Modifiche alla Direttiva Transparency: le novità della proposta di modifica al TUF in consultazione

16 Ottobre 2015

Dario Prestamburgo

Di cosa si parla in questo articolo

Lo scorso 12 ottobre, il Ministero dell’Economia e delle Finanze ha posto in consultazione la proposta di modifica al D. Lgs. n. 58/1998 (TUF) in attuazione della Direttiva 2013/50/UE, recante modifiche, tra l’altro, alla Direttiva Transparency (Direttiva 2004/109/CE) (cfr. contenuti correlati).

Tra gli obiettivi principali del legislatore europeo vi è quello di rendere i mercati maggiormente attraenti per le PMI e, in generale, alleggerire gli oneri informativi gravanti sugli emittenti quando tali oneri non trovano una legittima giustificazione nella tutela del mercato, degli investitori e dei risparmiatori, andando invece ad incidere negativamente sui costi amministrativi degli emittenti.

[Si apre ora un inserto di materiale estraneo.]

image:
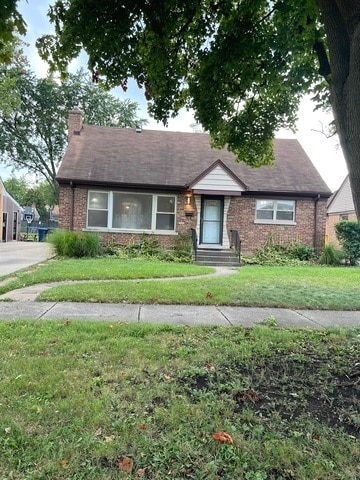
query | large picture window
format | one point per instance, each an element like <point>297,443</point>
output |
<point>275,211</point>
<point>131,211</point>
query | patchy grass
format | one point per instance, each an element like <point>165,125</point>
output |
<point>99,269</point>
<point>324,288</point>
<point>100,401</point>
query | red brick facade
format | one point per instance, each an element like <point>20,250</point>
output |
<point>241,216</point>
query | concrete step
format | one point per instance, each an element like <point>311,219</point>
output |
<point>217,258</point>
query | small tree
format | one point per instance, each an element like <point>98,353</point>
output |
<point>348,234</point>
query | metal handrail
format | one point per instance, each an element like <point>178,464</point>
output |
<point>194,242</point>
<point>235,242</point>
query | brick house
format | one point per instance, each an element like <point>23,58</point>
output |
<point>340,207</point>
<point>123,182</point>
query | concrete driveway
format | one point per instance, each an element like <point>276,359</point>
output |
<point>18,255</point>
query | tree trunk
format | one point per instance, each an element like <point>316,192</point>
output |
<point>341,19</point>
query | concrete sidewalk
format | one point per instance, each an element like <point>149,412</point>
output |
<point>15,256</point>
<point>21,305</point>
<point>191,315</point>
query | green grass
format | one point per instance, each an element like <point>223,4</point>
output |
<point>286,287</point>
<point>300,287</point>
<point>99,269</point>
<point>79,398</point>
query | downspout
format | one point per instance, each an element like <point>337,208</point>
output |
<point>72,206</point>
<point>316,222</point>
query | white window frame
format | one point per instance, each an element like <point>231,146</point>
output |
<point>154,213</point>
<point>275,220</point>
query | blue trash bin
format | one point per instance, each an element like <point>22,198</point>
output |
<point>42,234</point>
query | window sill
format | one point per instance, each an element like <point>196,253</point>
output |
<point>139,232</point>
<point>274,222</point>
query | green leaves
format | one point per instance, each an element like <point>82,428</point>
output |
<point>33,118</point>
<point>242,66</point>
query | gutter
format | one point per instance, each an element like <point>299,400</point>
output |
<point>316,221</point>
<point>72,206</point>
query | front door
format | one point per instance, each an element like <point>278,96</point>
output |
<point>4,227</point>
<point>211,222</point>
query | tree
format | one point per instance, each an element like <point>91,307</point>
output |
<point>242,66</point>
<point>34,137</point>
<point>9,94</point>
<point>348,234</point>
<point>11,24</point>
<point>17,188</point>
<point>41,195</point>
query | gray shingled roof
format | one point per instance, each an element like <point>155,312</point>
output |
<point>119,157</point>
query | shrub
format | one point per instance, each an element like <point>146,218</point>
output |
<point>149,247</point>
<point>300,251</point>
<point>348,234</point>
<point>331,255</point>
<point>287,254</point>
<point>75,244</point>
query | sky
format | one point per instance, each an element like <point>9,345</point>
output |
<point>325,153</point>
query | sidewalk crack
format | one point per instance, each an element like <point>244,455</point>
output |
<point>298,312</point>
<point>47,310</point>
<point>223,314</point>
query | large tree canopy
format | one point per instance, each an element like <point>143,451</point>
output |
<point>241,65</point>
<point>34,134</point>
<point>11,24</point>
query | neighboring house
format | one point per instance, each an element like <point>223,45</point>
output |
<point>340,207</point>
<point>122,183</point>
<point>10,213</point>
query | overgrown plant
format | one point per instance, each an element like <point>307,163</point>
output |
<point>348,234</point>
<point>331,255</point>
<point>75,244</point>
<point>292,253</point>
<point>149,247</point>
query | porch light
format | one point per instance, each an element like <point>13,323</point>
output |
<point>188,209</point>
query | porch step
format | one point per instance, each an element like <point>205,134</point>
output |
<point>217,258</point>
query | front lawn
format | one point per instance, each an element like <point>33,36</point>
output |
<point>327,288</point>
<point>100,401</point>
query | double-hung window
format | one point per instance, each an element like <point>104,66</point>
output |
<point>275,211</point>
<point>131,211</point>
<point>98,208</point>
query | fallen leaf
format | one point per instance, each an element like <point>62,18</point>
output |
<point>141,472</point>
<point>223,437</point>
<point>251,396</point>
<point>125,464</point>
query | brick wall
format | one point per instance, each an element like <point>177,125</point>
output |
<point>241,217</point>
<point>331,221</point>
<point>78,196</point>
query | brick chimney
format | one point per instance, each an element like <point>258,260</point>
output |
<point>75,122</point>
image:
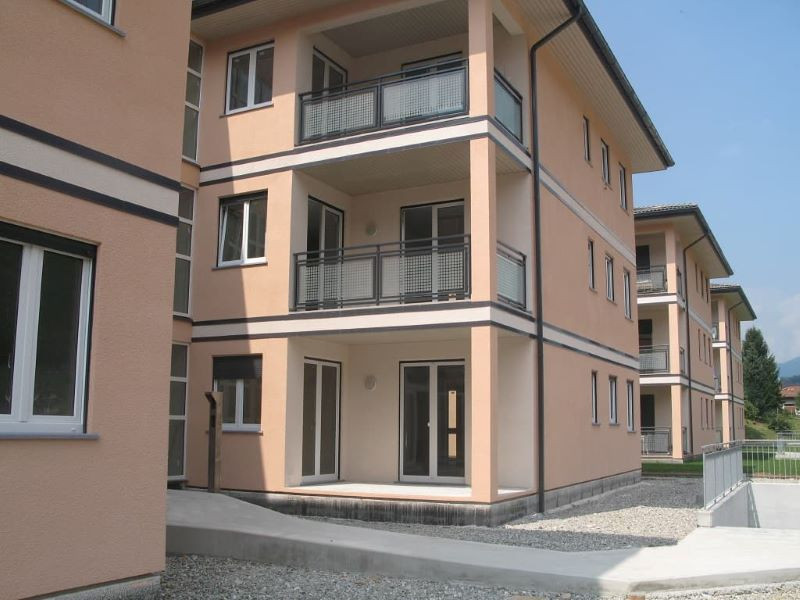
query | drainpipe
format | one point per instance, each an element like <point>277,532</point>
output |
<point>537,237</point>
<point>689,342</point>
<point>730,364</point>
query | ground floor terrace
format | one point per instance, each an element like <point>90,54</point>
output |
<point>380,421</point>
<point>671,431</point>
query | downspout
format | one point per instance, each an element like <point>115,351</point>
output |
<point>730,365</point>
<point>689,342</point>
<point>537,240</point>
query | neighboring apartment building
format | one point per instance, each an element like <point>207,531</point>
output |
<point>89,141</point>
<point>356,268</point>
<point>677,255</point>
<point>729,309</point>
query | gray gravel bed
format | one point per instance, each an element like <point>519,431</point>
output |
<point>655,512</point>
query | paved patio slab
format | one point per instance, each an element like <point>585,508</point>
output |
<point>217,525</point>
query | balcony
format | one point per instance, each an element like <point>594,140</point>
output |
<point>654,359</point>
<point>651,280</point>
<point>391,100</point>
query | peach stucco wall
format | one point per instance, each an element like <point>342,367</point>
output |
<point>81,512</point>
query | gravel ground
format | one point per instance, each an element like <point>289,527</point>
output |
<point>655,512</point>
<point>204,578</point>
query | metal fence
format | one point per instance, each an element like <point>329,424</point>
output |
<point>654,359</point>
<point>726,466</point>
<point>418,271</point>
<point>387,101</point>
<point>511,282</point>
<point>651,280</point>
<point>508,105</point>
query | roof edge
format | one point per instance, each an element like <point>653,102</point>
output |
<point>606,55</point>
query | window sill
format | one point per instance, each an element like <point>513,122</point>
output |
<point>269,104</point>
<point>48,436</point>
<point>261,263</point>
<point>94,18</point>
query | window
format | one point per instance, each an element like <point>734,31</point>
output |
<point>183,252</point>
<point>604,162</point>
<point>250,78</point>
<point>103,9</point>
<point>191,109</point>
<point>609,278</point>
<point>623,188</point>
<point>239,380</point>
<point>626,291</point>
<point>631,424</point>
<point>45,297</point>
<point>612,400</point>
<point>178,381</point>
<point>587,142</point>
<point>242,230</point>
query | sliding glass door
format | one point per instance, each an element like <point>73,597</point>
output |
<point>433,422</point>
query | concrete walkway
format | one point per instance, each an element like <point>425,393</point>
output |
<point>217,525</point>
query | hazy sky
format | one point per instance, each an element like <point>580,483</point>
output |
<point>721,81</point>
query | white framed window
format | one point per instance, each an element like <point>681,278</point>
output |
<point>609,278</point>
<point>242,230</point>
<point>45,299</point>
<point>102,9</point>
<point>629,389</point>
<point>604,162</point>
<point>191,109</point>
<point>587,142</point>
<point>183,253</point>
<point>249,78</point>
<point>178,383</point>
<point>612,400</point>
<point>626,291</point>
<point>239,380</point>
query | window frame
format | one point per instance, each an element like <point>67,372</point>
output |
<point>587,140</point>
<point>245,200</point>
<point>21,419</point>
<point>106,13</point>
<point>626,293</point>
<point>251,104</point>
<point>189,105</point>
<point>623,188</point>
<point>613,409</point>
<point>630,404</point>
<point>605,162</point>
<point>610,292</point>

Le modifiche al TUF poste in consultazione dal MEF (e redatte con l’ausilio della Consob) sono dunque volte al mantenimento di un appropriato regime di trasparenza per gli emittenti valori mobiliari in mercati regolamentati, nonché al contenimento dei costi degli oneri amministrativi posti in capo agli investitori ed agli emittenti stessi, in particolare quelli di piccole e medie dimensioni.

Le modifiche proposte si riferiscono ad alcune definizioni del testo unico, alla disciplina degli emittenti (parte IV del TUF), con maggior riguardo ai temi dell’informazione societaria (titolo III, capo I) e degli assetti proprietari (titolo III, capo II), e all’apparato sanzionatorio (parte V).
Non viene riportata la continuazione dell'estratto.